Quest’ultima consisterà in un’indagine investigativa sulla formazione dei prezzi delle calzature in pelle d’importazione da questi Paesi e sull’esistenza e l’entità del dumping.
Lo scopo è quello di imporre delle regole commerciali comuni anche per i produttori che applicano il dumping, in modo da permettere alle aziende europee di competere lealmente sul mercato internazionale.
Oltre a quello delle importazioni restano altri i problemi da risolvere: l’esistenza di imprese locali, regolari o meno, gestite da cinesi, le dimensioni toppo ristrette delle nostre imprese che rendono difficile la sopravvivenza sul mercato globale, la necessità di sviluppare la ricerca e l’innovazione e un regolamento per il marchio d’origine.
19 luglio 2005
LA CINA FRENA L’EXPORT
PECHINO - In seguito all’intesa raggiunta a Shangai il 10 giugno scorso tra il commissario dell’UE per il commercio estero e il ministro degli esteri cinesi che prevede per Pechino l’autolimitazione nelle esportazioni di prodotti tessili verso l’Europa fino alla fine del 2008, il Governo cinese ha scelto proprio in questi giorni di adottare la linea dura per mantenere gli impieghi sottoscritti con l’UE. Da qui, fino al 2008, infatti, le esportazioni di 10 categorie merceologiche non potranno aumentare più del 10% rispetto all’anno precedente. L’accordo sarà comunque efficace solo fino al 2008, dopo di che, il tessile e l’abbigliamento “made in China” potranno essere venduti sul mercato UE senza alcuna restrizione. A differenza del passato , inoltre, le aziende cinesi si vedranno assegnare una licenza nominale e non cedibile calcolata sulla produzione da gennaio.
In seguito a tali decisioni le licenze sulle importazioni dei maglioni (categoria 5), avendo già raggiunto il tetto massimo stabilito con le autorità europee, sono state sospese. Il rischio è che gli esportatori, ora, tentino di far entrare pullover e cardigan spacciandoli per altri prodotti o ricorrendo ad altre rotte per evitare i controlli.
21 luglio 2005
LA CINA RIVALUTA LO YUAN
PECHINO - La Banca Centrale di Pechino ha ceduto alle pressioni internazionali, decidendo di rivalutare il cambio del renminbi sul dollaro del 2.1% e stabilendo che d’ora in poi la moneta cinese non sarà più ancorata a quella americana, ma ad un paniere mondiale, anche se restano ancora da definire le monete che faranno parte del paniere e i pesi che verranno attribuiti a ciascuna di esse.

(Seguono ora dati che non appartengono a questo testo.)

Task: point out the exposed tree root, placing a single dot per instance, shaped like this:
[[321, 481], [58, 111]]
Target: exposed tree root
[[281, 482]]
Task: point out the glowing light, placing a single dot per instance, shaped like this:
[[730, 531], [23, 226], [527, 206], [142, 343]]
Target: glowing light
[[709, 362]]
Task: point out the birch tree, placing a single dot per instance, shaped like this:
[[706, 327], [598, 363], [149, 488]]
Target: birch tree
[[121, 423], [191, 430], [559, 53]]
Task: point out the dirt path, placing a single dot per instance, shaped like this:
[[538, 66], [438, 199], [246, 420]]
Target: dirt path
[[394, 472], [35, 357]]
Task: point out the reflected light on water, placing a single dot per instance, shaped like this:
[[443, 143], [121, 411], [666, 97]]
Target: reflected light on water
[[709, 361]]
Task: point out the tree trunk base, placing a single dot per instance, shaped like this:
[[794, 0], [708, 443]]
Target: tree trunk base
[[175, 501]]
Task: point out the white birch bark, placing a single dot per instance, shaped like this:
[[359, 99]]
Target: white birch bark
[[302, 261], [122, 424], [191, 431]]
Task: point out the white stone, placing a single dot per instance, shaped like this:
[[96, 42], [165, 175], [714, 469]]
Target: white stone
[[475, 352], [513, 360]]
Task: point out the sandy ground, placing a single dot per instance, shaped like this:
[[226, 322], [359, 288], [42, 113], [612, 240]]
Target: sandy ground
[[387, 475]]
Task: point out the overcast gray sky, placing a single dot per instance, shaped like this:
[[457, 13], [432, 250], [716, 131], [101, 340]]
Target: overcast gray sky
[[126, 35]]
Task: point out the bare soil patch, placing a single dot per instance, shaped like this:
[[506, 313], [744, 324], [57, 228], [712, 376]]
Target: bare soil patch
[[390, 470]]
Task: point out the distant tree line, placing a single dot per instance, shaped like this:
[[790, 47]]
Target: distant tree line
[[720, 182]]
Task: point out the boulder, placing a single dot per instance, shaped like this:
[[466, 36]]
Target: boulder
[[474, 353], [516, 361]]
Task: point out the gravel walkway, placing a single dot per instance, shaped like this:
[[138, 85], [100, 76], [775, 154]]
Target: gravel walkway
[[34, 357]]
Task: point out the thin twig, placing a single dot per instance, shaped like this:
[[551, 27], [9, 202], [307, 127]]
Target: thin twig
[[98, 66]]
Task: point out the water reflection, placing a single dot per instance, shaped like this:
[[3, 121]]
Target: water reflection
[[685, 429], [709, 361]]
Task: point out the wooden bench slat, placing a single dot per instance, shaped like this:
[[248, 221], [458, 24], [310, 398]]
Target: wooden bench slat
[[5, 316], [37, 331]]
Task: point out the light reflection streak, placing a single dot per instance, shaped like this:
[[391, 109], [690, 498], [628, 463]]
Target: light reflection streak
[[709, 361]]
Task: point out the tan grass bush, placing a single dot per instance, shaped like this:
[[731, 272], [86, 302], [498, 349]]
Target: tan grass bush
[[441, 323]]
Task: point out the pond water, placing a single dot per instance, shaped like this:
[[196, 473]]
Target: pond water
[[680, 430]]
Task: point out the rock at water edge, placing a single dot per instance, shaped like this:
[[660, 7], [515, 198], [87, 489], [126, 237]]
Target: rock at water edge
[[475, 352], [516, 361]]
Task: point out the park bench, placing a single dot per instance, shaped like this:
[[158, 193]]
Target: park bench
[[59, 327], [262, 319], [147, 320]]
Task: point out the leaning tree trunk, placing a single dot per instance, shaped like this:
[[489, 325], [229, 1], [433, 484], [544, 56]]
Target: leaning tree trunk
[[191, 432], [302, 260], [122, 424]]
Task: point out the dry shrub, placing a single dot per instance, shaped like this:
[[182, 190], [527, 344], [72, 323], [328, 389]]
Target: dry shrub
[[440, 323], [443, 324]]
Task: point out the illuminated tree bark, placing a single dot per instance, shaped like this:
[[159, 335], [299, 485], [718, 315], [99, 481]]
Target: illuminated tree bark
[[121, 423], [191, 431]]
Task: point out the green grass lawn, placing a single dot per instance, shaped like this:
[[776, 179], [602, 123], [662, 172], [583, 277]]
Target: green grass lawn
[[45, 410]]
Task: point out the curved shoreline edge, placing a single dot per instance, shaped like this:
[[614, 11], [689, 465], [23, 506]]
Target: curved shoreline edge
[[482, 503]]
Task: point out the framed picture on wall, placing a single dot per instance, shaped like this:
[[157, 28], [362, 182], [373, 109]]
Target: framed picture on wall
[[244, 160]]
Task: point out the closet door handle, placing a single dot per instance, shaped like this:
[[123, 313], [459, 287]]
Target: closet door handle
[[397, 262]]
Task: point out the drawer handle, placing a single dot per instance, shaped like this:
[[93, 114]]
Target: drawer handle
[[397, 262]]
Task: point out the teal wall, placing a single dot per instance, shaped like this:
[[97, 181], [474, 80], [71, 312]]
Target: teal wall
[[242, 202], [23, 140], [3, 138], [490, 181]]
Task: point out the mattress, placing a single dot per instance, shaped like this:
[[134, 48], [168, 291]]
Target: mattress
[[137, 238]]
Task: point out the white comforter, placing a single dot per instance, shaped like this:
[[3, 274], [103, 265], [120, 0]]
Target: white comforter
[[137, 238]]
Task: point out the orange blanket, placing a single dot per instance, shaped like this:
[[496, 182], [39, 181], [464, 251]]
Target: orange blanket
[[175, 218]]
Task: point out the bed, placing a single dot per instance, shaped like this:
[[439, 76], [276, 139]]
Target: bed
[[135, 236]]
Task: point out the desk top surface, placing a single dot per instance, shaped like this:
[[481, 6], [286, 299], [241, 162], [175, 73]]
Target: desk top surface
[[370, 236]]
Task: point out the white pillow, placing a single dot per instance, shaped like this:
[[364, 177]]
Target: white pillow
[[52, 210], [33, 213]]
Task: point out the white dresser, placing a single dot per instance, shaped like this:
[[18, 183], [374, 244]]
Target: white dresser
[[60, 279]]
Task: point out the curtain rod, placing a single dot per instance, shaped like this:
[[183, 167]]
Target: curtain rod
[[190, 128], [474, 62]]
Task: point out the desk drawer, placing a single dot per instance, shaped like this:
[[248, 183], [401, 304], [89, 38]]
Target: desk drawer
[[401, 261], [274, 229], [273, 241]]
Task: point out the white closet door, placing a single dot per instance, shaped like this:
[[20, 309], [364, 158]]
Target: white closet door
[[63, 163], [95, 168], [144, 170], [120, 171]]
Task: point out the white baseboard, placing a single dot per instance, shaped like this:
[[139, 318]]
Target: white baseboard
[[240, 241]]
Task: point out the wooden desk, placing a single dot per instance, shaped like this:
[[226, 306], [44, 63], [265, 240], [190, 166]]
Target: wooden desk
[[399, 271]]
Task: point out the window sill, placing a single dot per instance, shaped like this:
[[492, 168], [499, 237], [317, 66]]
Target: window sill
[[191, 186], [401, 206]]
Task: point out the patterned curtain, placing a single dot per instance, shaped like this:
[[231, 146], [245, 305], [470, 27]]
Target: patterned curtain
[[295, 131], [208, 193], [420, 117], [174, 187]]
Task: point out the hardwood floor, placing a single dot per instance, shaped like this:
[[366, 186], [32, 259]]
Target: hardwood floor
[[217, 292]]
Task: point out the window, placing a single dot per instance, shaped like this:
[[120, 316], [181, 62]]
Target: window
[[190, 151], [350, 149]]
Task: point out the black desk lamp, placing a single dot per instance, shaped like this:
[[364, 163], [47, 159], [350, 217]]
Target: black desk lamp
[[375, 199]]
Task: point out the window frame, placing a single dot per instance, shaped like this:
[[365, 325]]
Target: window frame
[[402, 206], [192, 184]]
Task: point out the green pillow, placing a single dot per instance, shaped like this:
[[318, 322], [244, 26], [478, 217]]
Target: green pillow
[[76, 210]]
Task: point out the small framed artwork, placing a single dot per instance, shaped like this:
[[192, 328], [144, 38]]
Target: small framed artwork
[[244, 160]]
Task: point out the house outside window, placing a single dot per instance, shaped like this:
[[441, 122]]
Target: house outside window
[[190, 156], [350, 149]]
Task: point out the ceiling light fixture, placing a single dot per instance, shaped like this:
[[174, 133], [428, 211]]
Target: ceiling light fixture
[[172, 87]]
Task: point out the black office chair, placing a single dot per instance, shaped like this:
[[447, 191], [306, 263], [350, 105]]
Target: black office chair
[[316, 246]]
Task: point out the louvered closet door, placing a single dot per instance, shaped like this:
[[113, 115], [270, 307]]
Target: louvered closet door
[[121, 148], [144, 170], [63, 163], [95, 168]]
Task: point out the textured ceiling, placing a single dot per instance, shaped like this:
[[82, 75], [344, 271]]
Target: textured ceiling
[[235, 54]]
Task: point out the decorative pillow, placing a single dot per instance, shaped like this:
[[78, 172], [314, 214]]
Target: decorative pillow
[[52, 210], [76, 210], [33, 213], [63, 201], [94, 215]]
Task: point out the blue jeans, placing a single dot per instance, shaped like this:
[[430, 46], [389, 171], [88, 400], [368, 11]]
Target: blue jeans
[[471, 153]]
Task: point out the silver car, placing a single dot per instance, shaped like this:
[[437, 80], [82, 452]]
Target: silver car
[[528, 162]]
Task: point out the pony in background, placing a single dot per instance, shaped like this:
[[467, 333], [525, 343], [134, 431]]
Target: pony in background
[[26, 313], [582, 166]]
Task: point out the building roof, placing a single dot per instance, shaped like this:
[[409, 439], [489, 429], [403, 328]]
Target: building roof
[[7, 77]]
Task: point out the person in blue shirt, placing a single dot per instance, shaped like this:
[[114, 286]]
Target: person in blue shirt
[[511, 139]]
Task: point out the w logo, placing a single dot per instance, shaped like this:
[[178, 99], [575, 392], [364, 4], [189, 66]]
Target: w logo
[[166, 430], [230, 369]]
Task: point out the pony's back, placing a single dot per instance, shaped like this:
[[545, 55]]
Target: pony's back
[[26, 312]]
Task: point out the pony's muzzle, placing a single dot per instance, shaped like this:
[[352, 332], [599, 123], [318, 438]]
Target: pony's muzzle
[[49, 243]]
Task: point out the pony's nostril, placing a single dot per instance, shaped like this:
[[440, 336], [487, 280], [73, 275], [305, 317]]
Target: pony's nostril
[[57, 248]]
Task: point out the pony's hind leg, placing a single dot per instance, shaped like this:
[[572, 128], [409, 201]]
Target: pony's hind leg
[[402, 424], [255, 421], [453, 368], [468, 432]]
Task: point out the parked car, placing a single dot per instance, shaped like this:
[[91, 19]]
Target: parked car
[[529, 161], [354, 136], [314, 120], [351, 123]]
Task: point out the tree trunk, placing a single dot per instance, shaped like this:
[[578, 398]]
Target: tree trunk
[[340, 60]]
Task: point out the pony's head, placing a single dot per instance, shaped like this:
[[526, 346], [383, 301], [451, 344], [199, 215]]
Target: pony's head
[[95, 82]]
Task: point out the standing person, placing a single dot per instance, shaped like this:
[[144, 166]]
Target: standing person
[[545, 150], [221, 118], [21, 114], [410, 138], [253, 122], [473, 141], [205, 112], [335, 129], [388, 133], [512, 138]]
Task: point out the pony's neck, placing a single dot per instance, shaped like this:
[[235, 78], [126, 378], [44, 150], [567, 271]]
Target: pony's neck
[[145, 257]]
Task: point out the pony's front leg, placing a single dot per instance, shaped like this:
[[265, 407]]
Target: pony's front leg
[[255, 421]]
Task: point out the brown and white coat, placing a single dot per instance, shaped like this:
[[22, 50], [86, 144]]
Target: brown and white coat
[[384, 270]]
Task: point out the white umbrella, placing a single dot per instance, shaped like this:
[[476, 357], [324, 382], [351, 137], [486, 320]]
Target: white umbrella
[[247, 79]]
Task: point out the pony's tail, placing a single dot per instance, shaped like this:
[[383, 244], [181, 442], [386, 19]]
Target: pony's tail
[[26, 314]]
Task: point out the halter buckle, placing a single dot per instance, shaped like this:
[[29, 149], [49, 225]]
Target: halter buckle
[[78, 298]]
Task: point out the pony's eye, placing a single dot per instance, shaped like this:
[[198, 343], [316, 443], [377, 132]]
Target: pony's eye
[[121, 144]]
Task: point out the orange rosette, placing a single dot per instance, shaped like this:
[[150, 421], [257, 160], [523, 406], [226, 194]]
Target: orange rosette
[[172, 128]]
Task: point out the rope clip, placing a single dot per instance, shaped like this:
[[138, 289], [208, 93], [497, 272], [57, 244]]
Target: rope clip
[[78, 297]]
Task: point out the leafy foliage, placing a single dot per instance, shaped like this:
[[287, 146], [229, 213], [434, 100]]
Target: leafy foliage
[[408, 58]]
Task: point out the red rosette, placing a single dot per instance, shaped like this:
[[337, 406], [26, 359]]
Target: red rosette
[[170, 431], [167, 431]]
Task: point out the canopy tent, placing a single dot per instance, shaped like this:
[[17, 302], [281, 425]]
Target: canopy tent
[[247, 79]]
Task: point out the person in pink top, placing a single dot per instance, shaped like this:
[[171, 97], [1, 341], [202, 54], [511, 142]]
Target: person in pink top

Altra novità è che la Banca Centrale quotidianamente annuncerà il prezzo di chiusura delle valute straniere negoziate contro lo yuan sul mercato dei cambi interbancario.
Tale prezzo diventerà la parità centrale per le contrattazioni del giorno seguente.
Infine va precisato che il rapporto di cambio tra dollaro e renminbi continuerà a poter oscillare in una banda del 3 per mille rispetto alla parità centrale definita come sopra.
Le finalità della manovra sono quelle di rendere il cambio più flessibile, di ridurre gli squilibri commerciali e di stimolare la domanda. Lo scopo principale resta comunque quello di rendere lo yuan meno dipendente dal dollaro.
Sia per gli Stati Uniti che per l’Unione europea questa è una buona notizia: fino ad ora, infatti, lo yuan è risultato sottovalutato rispetto sia al dollaro che all’euro e questo ha inciso in modo negativo sulle economie di molti Paesi, rendendo più competitivi i prodotti made in China.
Questa decisione dimostra la buona volontà del Governo cinese di ripristinare le condizioni di concorrenza leale.